Abi sen muhteşemsin!!!
Bütün hücrelerinle yazmışsın bu geçtiğimiz Pazar yazısını…
Veda yazısı desem benzemiyor…
Tatile çıkan birisinin yeniden görüşmek üzere diye temenna selamı verdiği türden desem ona da benzemiyor…
Yani ne desem bilmem ki???
Sen şaka mı yapıyorsun?
Pazar günü yazdığın yazılardan birisi değil bu yazın umarım!!!
Tamam Pazar günü yazmışsın ama Pazar yazısı demek istedim anla işte…
Tamam bizim irabta yerimiz yoktur ama ne de olsa bir iki yazımıza konu oldun…
Abi her şey var bu yazında…
Bu kadar kısa bir yazı ile birçok şeye değinmişsin…
Ama her zamanki gibi insanın içini burkan bir boşluk bırakmayı başarmışsın(!)
Neye vurgu yaptığını tam olarak anlayamadım!!!
Biraz açar mısın diyeceğim ama çekip gitmişsin…
Hadi diğer değinilerini bir kenara bırakalım…

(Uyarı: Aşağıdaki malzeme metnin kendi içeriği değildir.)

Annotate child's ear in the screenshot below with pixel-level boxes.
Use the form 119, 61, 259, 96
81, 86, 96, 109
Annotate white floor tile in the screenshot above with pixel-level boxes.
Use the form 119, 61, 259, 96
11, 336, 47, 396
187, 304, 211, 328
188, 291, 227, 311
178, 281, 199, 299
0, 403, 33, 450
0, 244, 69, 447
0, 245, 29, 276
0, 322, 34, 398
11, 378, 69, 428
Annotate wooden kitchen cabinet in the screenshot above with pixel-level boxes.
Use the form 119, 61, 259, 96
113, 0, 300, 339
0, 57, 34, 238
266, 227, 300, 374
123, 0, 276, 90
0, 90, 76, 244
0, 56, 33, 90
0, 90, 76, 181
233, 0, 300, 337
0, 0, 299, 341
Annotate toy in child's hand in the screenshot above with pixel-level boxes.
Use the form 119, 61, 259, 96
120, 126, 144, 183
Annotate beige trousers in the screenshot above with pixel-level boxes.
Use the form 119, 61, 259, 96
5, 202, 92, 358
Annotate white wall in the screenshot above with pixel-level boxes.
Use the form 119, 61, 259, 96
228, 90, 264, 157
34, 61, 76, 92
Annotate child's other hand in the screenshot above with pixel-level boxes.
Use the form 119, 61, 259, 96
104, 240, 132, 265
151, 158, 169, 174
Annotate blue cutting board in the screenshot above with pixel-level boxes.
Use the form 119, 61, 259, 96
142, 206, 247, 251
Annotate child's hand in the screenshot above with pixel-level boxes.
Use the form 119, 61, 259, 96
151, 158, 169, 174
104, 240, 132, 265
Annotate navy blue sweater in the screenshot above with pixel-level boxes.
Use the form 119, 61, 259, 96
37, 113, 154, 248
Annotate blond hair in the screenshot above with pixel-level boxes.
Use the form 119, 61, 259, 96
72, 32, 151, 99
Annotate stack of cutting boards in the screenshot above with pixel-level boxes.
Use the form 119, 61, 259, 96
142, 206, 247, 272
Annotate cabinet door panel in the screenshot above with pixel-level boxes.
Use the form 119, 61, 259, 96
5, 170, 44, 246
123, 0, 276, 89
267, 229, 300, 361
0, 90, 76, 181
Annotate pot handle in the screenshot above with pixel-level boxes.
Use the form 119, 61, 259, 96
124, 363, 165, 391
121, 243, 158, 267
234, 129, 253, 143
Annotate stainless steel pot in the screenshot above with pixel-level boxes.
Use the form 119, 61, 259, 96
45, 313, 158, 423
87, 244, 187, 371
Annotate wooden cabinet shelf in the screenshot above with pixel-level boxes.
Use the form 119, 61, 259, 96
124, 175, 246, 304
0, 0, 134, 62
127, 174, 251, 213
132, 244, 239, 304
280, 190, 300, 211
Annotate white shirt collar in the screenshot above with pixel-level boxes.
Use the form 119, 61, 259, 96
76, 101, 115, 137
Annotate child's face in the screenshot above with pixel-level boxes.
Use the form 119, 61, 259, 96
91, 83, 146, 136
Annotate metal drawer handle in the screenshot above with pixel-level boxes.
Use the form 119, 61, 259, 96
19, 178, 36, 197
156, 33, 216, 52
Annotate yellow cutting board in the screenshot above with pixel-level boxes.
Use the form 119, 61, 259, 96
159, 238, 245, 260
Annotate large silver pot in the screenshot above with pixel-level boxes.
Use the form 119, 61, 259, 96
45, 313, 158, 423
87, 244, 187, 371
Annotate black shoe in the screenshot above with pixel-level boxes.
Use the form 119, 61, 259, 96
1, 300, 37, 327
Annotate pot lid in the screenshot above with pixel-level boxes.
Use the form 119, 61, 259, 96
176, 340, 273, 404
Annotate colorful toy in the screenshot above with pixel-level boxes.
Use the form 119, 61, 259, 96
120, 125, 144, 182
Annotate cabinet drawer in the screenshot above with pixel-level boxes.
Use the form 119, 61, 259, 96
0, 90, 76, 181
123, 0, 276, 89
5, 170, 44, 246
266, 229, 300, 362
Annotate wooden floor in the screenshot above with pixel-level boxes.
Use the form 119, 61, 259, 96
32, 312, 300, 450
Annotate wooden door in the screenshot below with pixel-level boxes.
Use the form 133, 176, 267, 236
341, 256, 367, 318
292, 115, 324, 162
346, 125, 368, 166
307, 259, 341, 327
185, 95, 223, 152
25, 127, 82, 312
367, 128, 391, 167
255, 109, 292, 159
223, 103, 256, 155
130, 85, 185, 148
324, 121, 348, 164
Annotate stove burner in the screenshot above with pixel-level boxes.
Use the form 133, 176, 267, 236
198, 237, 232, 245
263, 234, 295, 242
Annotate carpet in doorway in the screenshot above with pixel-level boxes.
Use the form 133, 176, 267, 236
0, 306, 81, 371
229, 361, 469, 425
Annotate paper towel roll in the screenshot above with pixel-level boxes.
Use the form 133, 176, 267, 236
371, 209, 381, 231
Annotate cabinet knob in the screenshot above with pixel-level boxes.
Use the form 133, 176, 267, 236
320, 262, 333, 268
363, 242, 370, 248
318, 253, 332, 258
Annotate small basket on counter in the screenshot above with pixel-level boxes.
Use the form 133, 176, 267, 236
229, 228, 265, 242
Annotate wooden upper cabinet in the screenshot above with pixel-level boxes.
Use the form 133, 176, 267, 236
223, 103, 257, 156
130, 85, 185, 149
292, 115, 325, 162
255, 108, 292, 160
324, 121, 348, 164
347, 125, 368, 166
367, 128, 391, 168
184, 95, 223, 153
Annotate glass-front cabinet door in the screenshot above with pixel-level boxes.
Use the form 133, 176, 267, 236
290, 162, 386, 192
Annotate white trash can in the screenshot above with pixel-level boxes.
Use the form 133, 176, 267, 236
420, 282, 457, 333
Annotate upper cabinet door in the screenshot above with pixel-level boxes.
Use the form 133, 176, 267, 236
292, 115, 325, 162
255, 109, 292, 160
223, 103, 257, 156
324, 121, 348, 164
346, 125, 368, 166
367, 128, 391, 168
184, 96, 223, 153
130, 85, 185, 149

Ne olacak şimdi bu memleketin hali?
Biz seni ve senin gibileri memleketin gerçek sahibi bilirdik…
Ne demek şimdi “Memleketi gerçek sahiplerine bırakıyorum”
Niye böyle bir cümle???
Üstelik de son cümle babından oldu mu şimdi???
Sen gidersen senin yazdıklarından kendisine konu üretenler ne yapacak hiç düşündün mü bunu?
Bak Kekeç Kardeşimiz arkandan baka kaldı…
Şahsen bu yazıyı yazarken ben aciz kul bile bir oradan bir buradan rast gele klavyenin tuşlarına dokunuyorum…
İrticalen aklıma gelenleri yazıyorum…
Veda yazın(!) aslında her zaman ki üslubun ile yazılmıştı…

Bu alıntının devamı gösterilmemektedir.